Wahoo’s TICKR Fit optical HRM has just hit the shops. It’s an exciting sign that Wahoo are continuing to introduce new, and usually innovative, products. Whilst the TICKR Fit is nothing too amazing to shout about, I do have a personal rather strange interest in heart rate monitors so I will, no doubt, have a more detailed play later.
In a Nutshell
It’s an optical heart rate monitor in an arm band format. This is usually a sign that it is well-suited for gym sessions as well as for cycling. Of course it will work for other sports as well.
Recently we had the Polar OH1 armband which actually has some rather cleverer initial features, such as caching, which made the OH1 the best water-based optical HRM.
There is also the legacy Scosche RHYTHM+ which, like the Polar OH1, is generally MUCH more accurate than wrist based optical solution. I would expect the TICKR FIT to have the same levels of accuracy although would have to point out that historically when a vendor produces their first optical HRM it tends to have some initial accuracy issues.
The TICKR FIT will win over the OH1 as it is dual band ie ANT+ and BTLE/BLE/Bluetooth Smart compliant. ie it will work with Garmin stuff and with many sporty phone apps…perhaps a handy addition for you Zwift users? So, it will work with Zwift too.
The Tickr FIT also wins with a 35ish hour battery life which easily outdoes the OH1 (11-12ish hours) and the Scosche (7 ish).
The OH1, Scosche and TICKR FIT are basically all the same price.
Well, not so much…I guess. Wahoo tends to add in/release extra stuff as the product matures so I shall wait for future firmware releases with bated breath.
Oh, by-the-bye, there is the point that the Tickr FIT essentially wipes the Scosche Rhythm off the market. Small point, I know. There’s no point in buying the Scosche product anymore.
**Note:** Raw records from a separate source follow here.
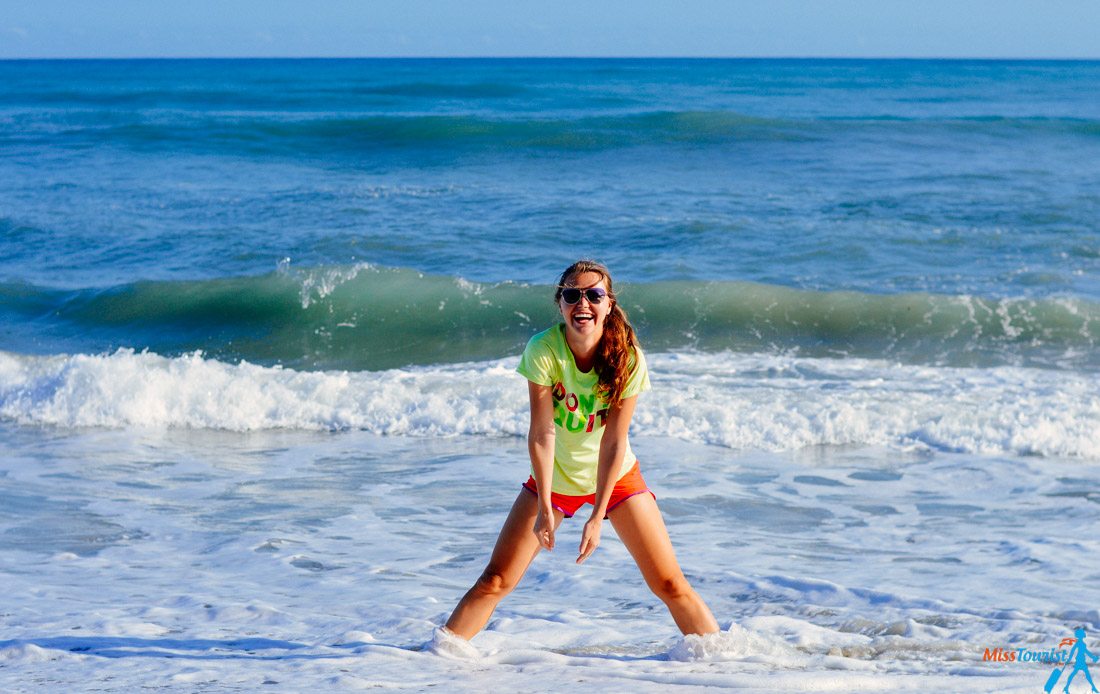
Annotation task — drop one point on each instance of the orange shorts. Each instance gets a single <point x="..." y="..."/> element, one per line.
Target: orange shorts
<point x="630" y="484"/>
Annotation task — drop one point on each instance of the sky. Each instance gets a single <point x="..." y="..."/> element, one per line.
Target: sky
<point x="1025" y="29"/>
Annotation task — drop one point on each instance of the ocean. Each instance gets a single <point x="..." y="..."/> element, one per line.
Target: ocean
<point x="260" y="319"/>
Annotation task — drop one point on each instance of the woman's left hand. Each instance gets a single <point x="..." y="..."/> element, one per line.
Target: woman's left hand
<point x="590" y="538"/>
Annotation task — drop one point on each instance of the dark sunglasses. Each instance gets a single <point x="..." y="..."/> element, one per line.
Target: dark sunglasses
<point x="572" y="295"/>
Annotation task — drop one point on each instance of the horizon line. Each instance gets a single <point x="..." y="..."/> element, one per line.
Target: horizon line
<point x="561" y="57"/>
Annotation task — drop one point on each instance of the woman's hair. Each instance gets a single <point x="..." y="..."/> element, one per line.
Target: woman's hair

Well, no point other than peripheral features that the Scosche already has that the Tickr FIT might (will!) one day have (cadence/pace). True I’ve no idea how accurate the FIT is yet but I have faith mainly because it’s relatively easy to get accurate HR readings from the upper arm – I have a non-branded sensor similar to the TICKR FIT and that’s pretty good (not yet available retail)
IMO, Polar’s caching and proven accuracy (to me) still make the OH1 the product of choice for smartphone app users and polar V800 (+replacement?) users – although the TICKR FIT’s battery life is tempting when comparing to the OH1.
Initial accuracy looks GREAT.
Would I buy One now?
Well. I’m going to get my hands on a loan PR one first. Then I’ll tell you. My faith is limited in that respect. But it’s probably worth a punt for you at this stage if you want my opinion; if not, too late!! there it was. 😉
Also worth watching out for is the strap width and ability to enable the band to retain its position on the arm.